Eighteen months before Apple released their Siri software on the iPhone 4S, I found myself stranded in Dease Lake, British Columbia, and wrote a little speech recognition, text to voice, and computer interaction application. Here's a demo of how my Mac "Siri like" software application works:
If this demo looks impressive at all, 99% of that is due to the open source Sphinx4 speech recognition project. All I did was wrap a little "logic" code around that project, and resolve a few bugs that you can run into when talking to a computer that also talks back to you.
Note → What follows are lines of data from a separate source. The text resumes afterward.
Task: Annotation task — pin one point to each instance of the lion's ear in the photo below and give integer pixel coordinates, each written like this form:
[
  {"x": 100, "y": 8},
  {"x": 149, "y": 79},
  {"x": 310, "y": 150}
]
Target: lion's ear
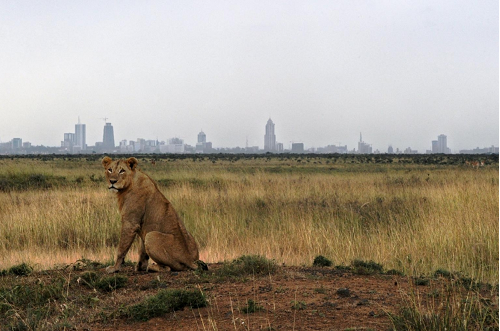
[
  {"x": 106, "y": 161},
  {"x": 132, "y": 163}
]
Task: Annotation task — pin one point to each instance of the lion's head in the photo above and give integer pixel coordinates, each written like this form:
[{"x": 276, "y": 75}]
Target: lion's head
[{"x": 119, "y": 173}]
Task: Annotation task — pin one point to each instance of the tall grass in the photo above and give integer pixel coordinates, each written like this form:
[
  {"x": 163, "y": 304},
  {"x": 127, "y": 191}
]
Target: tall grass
[{"x": 415, "y": 218}]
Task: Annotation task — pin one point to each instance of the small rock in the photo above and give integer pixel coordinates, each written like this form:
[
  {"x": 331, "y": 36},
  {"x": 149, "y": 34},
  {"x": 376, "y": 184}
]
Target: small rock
[{"x": 344, "y": 292}]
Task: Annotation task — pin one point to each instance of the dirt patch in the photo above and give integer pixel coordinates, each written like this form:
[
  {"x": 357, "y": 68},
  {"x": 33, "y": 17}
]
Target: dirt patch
[{"x": 293, "y": 298}]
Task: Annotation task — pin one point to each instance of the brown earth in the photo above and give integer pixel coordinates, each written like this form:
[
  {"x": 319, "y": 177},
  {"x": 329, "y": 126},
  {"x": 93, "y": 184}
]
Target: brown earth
[{"x": 293, "y": 298}]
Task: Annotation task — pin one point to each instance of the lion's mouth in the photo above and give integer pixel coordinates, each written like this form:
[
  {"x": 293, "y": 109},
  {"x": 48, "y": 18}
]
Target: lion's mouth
[{"x": 113, "y": 188}]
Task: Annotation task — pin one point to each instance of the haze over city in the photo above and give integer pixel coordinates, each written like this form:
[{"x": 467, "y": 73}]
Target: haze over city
[{"x": 401, "y": 73}]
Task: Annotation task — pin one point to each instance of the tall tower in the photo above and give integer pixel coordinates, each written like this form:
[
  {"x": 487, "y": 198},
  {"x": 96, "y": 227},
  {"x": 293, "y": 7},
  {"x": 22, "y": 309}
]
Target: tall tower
[
  {"x": 270, "y": 137},
  {"x": 80, "y": 135},
  {"x": 108, "y": 139},
  {"x": 442, "y": 145},
  {"x": 202, "y": 137}
]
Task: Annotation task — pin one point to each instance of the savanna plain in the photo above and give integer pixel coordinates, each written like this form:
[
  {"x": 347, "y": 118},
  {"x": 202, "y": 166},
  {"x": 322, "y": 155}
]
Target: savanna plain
[{"x": 321, "y": 242}]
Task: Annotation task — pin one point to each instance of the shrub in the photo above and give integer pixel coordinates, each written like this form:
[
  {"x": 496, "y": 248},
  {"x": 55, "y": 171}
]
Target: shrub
[
  {"x": 165, "y": 301},
  {"x": 251, "y": 307},
  {"x": 111, "y": 283},
  {"x": 22, "y": 269},
  {"x": 366, "y": 268},
  {"x": 321, "y": 261},
  {"x": 247, "y": 265}
]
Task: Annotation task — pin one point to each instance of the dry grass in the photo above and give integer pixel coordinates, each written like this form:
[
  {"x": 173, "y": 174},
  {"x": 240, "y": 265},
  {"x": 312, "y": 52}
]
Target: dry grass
[{"x": 415, "y": 218}]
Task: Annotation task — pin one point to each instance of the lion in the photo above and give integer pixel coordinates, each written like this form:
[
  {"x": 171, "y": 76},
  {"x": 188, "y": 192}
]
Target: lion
[{"x": 146, "y": 213}]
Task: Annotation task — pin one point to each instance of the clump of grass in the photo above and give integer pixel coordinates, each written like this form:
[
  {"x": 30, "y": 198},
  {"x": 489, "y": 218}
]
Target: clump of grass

There's a very simple relationship in the software where I map what the computer thinks you said to actions I've defined. (The computer can't "learn" new actions, and the voice commands it allows are also predefined. I'd like to make it much smarter, but alas, time and bills have a way of taking me away from this project.)
When the computer speaks back to me, I'm just using the AppleScript "say" command. I've programmed some responses to be randomly selected from a list of potential responses, which you can hear when I say things like "computer" or "thank you."
Related technology and tutorials
If you're interested in the technology behind this speech recognition application, here are a few links to get you started:
- The Sphinx4 project
- My Scala tutorials
- My AppleScript tutorials
- My AppleScript alarm clock tutorial, which demonstrates the "say" command
The "eyes" at the top of the screen are a separate application, my Java Xeyes application.
The plain color background is provided by my free Mac Hyde ("Hide Your Desktop") application.
(I should add that the current name for the project is "Sarah", which is inspired by SARAH (the computer-controlled house) on the tv show Eureka.)